← Back to Library

How China hopes to build agi through self-improvement

Most observers assume China is playing catch-up in the race for Artificial General Intelligence, focusing only on economic deployment while the U.S. chases a software-based intelligence explosion. Jordan Schneider dismantles this comforting narrative, revealing a distinct, state-aligned strategy that rejects the Silicon Valley obsession with recursive code in favor of a physical, embodied path to machine cognition. For busy strategists, the implication is stark: the next great leap in AI may not come from a server farm in California, but from a robot learning to navigate a factory floor in Shenzhen.

The Misread of Chinese Intent

Schneider begins by challenging the prevailing "thank god" instinct among Western analysts who believed Beijing viewed AI merely as an economic engine. He notes that while this interpretation held water in 2017, the landscape has shifted dramatically by 2026. "While in 2017 the term 'general-purpose artificial intelligence' used by Beijing could safely be interpreted as general-purpose AI rather than AGI, the same cannot be asserted now that the term has resurfaced in 2026," Schneider writes. The author points to the explicit language in China's 15th Five-Year Plan, which distinguishes between general-purpose large models and the pursuit of AGI as separate tracks. This is a crucial distinction often missed in Western media, which tends to lump all Chinese AI progress into a single bucket of "catch-up" innovation.

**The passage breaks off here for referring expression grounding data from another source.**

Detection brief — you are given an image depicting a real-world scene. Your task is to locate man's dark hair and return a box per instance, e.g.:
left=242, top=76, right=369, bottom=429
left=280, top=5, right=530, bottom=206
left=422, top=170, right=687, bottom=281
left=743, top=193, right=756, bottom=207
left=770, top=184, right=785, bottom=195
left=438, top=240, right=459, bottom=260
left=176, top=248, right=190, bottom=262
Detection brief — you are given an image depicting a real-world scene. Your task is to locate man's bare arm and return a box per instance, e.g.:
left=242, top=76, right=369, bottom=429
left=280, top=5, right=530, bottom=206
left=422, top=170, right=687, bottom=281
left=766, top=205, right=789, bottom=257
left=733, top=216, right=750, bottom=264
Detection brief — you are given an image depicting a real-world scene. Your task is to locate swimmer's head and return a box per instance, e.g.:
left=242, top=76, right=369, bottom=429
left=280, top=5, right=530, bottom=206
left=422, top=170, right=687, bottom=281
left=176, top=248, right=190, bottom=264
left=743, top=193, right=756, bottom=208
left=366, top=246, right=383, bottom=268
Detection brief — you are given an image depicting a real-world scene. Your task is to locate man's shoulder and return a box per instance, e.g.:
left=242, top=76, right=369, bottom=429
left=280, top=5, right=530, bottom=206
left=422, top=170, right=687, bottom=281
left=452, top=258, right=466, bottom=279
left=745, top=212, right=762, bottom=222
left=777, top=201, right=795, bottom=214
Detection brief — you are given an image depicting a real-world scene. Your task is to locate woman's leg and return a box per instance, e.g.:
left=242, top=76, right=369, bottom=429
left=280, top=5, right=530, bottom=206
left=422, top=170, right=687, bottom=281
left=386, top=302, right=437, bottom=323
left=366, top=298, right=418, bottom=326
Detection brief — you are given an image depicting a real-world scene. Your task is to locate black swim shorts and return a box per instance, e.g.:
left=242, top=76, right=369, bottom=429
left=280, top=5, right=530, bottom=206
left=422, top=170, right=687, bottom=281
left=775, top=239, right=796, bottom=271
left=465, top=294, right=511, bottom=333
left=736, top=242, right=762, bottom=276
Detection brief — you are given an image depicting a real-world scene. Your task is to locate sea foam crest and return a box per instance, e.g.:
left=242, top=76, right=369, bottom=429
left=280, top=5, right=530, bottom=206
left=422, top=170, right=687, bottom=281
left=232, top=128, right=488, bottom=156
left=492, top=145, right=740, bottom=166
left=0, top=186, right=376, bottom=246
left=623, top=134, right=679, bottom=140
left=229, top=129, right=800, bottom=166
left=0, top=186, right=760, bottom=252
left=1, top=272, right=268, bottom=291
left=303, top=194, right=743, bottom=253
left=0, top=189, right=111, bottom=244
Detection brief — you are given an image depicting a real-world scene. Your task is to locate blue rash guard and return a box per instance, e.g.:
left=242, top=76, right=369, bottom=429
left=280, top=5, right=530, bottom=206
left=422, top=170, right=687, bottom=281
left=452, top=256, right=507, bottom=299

How China hopes to build agi through self-improvement

The author argues that this reframing changes the entire geopolitical calculus. If China is indeed pursuing AGI, they are not doing so by copying the American model of Recursive Self-Improvement (RSI), where software agents write better software in a digital loop. Instead, "Chinese thinking converges on something more embodied: human-level intelligence that requires physical-world interactions." This approach is not a top-down Manhattan Project but a bottom-up movement driven by compute constraints, gradually gaining influence in Beijing's top policy circles. Critics might note that state rhetoric often outpaces actual capability, but the convergence of voices from startup CEOs to the Chinese Academy of Sciences suggests a genuine strategic pivot rather than mere propaganda.

The American approach to AGI is a race to build a software machine god; the Chinese approach is a race to build a brain that can walk, see, and touch.

The Embodied Alternative

The core of Schneider's analysis lies in detailing the three-step architecture of this "AGI with Chinese Characteristics." The first step is multimodality and world models, moving beyond the "predict the next word" paradigm to "predict the next state of the world." Schneider highlights the Beijing Academy of Artificial Intelligence, which predicts that world models will be the primary pathway to AGI in 2026. This shift is significant because it prioritizes spatial-temporal continuity and causality over linguistic probability.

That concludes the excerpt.